The conditions (i) - (iii) stated above imply that the distribution of the random sequence \(\{P_n, n \in \mathbb {Z}\}\) is fully characterized by the joint distribution of the four random vectors \(P_1,P_2,P_3,P_4\). In the following we assume that this distribution possesses a probability density, which will be denoted by \(f_{P_1,P_2,P_3,P_4}:\mathbb {R}^{4\cdot 3}\rightarrow [0,\infty )\). Thus, modeling the random sequence \(\{P_n, n \in \mathbb {Z}\}\) boils down to modeling the probability density \(f_{P_1,P_2,P_3,P_4}\) of \((P_1,P_2,P_3,P_4)\).

Isolating intrinsic fiber properties and external effects

Intuitively, one may be inclined to distinguish between intrinsic properties of the fibers and external effects, which may influence the morphological properties of fibers. More formally, we will model the probability density \(f_{P_1,P_2,P_3,P_4}\) by a product of three probability densities of independent random vectors which represent the position and orientation of fibers, intrinsic properties of fibers and external effects, respectively. For this purpose, we are going to denote the x-, y- and z-coordinates of \(P_n\) by \(X_n\), \(Y_n\) and \(Z_n\) for each \(n\in \mathbb {Z}\) and use a similar notation for a realization \(p_n\) of the random vector \(P_n=(X_n,Y_n,Z_n)\), i.e., \(p_n =(x_n, y_n, z_n) \in \mathbb {R}^3\).
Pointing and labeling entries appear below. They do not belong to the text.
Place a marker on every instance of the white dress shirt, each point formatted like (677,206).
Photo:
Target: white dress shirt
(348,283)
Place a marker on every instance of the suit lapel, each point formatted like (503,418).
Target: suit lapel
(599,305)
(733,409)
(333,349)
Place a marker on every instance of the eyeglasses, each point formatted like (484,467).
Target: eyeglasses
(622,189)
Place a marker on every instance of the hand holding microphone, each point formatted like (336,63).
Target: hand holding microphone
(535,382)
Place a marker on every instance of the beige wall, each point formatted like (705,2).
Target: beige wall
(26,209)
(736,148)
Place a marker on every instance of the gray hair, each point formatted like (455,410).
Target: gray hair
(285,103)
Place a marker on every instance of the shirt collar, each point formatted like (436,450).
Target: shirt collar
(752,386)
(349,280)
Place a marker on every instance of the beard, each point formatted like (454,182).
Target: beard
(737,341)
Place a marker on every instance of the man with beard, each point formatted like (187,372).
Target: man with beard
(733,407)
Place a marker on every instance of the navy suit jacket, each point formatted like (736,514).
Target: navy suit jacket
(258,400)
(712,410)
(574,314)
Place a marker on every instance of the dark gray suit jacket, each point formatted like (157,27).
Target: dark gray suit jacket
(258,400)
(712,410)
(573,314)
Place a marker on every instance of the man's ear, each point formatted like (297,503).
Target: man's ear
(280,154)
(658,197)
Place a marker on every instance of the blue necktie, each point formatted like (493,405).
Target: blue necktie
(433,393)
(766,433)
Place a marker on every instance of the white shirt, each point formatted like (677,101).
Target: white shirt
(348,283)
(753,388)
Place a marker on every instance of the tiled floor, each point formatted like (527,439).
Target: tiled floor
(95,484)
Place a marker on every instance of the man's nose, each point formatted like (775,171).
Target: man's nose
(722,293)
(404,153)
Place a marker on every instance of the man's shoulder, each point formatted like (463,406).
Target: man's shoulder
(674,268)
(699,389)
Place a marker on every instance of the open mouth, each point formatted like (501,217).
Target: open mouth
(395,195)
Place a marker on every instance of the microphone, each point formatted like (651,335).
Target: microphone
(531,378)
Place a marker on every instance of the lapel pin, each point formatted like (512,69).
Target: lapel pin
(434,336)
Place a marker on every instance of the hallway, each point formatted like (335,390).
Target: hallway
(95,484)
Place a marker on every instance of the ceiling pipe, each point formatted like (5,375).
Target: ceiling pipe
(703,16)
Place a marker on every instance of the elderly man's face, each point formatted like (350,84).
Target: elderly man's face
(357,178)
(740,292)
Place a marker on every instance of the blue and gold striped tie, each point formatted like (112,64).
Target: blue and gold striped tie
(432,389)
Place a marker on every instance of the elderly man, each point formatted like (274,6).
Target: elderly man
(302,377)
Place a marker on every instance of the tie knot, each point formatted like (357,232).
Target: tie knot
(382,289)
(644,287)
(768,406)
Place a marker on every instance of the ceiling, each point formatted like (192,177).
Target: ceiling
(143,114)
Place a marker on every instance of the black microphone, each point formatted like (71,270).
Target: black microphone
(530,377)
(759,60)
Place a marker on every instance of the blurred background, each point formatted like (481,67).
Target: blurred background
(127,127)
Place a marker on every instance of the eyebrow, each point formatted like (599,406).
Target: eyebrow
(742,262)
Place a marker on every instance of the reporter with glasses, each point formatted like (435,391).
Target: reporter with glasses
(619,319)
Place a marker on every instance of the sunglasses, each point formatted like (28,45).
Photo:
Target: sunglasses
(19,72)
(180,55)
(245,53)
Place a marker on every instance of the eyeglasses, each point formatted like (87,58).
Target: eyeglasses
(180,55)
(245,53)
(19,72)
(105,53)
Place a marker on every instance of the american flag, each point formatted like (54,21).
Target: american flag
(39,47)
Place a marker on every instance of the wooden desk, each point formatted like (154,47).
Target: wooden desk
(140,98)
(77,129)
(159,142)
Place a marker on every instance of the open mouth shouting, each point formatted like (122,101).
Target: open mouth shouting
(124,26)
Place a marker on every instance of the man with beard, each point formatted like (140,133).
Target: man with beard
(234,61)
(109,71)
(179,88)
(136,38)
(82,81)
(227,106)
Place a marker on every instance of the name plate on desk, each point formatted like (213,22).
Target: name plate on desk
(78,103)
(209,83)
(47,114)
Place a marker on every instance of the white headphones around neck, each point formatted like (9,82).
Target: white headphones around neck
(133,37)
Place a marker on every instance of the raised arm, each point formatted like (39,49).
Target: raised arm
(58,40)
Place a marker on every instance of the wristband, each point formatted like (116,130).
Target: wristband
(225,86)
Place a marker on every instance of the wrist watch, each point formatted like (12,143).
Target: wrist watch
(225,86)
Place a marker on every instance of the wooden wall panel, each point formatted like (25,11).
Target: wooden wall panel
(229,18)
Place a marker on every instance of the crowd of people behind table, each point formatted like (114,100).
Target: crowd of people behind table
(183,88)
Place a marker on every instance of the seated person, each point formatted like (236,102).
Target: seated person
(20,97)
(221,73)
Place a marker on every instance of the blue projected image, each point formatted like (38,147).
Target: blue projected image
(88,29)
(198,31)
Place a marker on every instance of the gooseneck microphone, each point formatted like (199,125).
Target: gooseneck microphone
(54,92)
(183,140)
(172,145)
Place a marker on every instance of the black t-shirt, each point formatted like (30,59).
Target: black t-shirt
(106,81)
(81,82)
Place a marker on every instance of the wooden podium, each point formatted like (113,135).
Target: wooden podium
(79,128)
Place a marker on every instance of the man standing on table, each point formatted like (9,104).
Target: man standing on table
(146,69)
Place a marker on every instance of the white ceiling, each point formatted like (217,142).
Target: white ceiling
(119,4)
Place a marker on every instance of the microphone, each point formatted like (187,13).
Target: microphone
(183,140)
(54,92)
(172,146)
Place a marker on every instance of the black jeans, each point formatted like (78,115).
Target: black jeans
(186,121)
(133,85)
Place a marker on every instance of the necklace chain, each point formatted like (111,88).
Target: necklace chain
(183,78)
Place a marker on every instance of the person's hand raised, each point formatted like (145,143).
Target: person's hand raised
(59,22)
As mentioned above, the model for \(f_{P_1,P_2,P_3,P_4}\) consists of three components. First we consider the location of \(P_1\) and the orientation of the vector \((P_1,P_2)\), which can be expressed in terms the angle between \(P_2 - P_1\) and the unit vector (1, 0) (pointing along the x-axis), where, for now, we set aside the z-coordinates of \(P_1\) and \(P_2\). This is, we model the joint density \(f_{X_1, Y_1, A_0}:\mathbb {R}^2\times [-\pi ,\pi ]\rightarrow [0,\infty )\) of \(X_1, Y_1\) and \(A_0 = {{\,\textrm{ang}\,}}((X_2, Y_2) - (X_1, Y_1))\), where \({{\,\textrm{ang}\,}}(p)\) denotes the angle between \(p = (p_x, p_y) \in \mathbb {R}^2\) and the unit vector (1, 0). We define \({{\,\textrm{ang}\,}}(p) < 0\) if p is below the x-axis, and \({{\,\textrm{ang}\,}}(p) \ge 0\) otherwise. Note that in computer science, the mapping \(p\mapsto {{\,\textrm{ang}\,}}(p)\) is often referred to as the four-quadrant inverse tangent (denoted by \({{\,\textrm{atan2}\,}}\)), i.e., \({{\,\textrm{ang}\,}}(p) = {{\,\textrm{atan2}\,}}(p_y, p_x)\). Note that, while the distribution of \(A_0\) observed in measured image data is not exactly uniform, for simplicity of the model we assume \(A_0\) to be uniformly distributed on the interval \((-\pi , \pi )\).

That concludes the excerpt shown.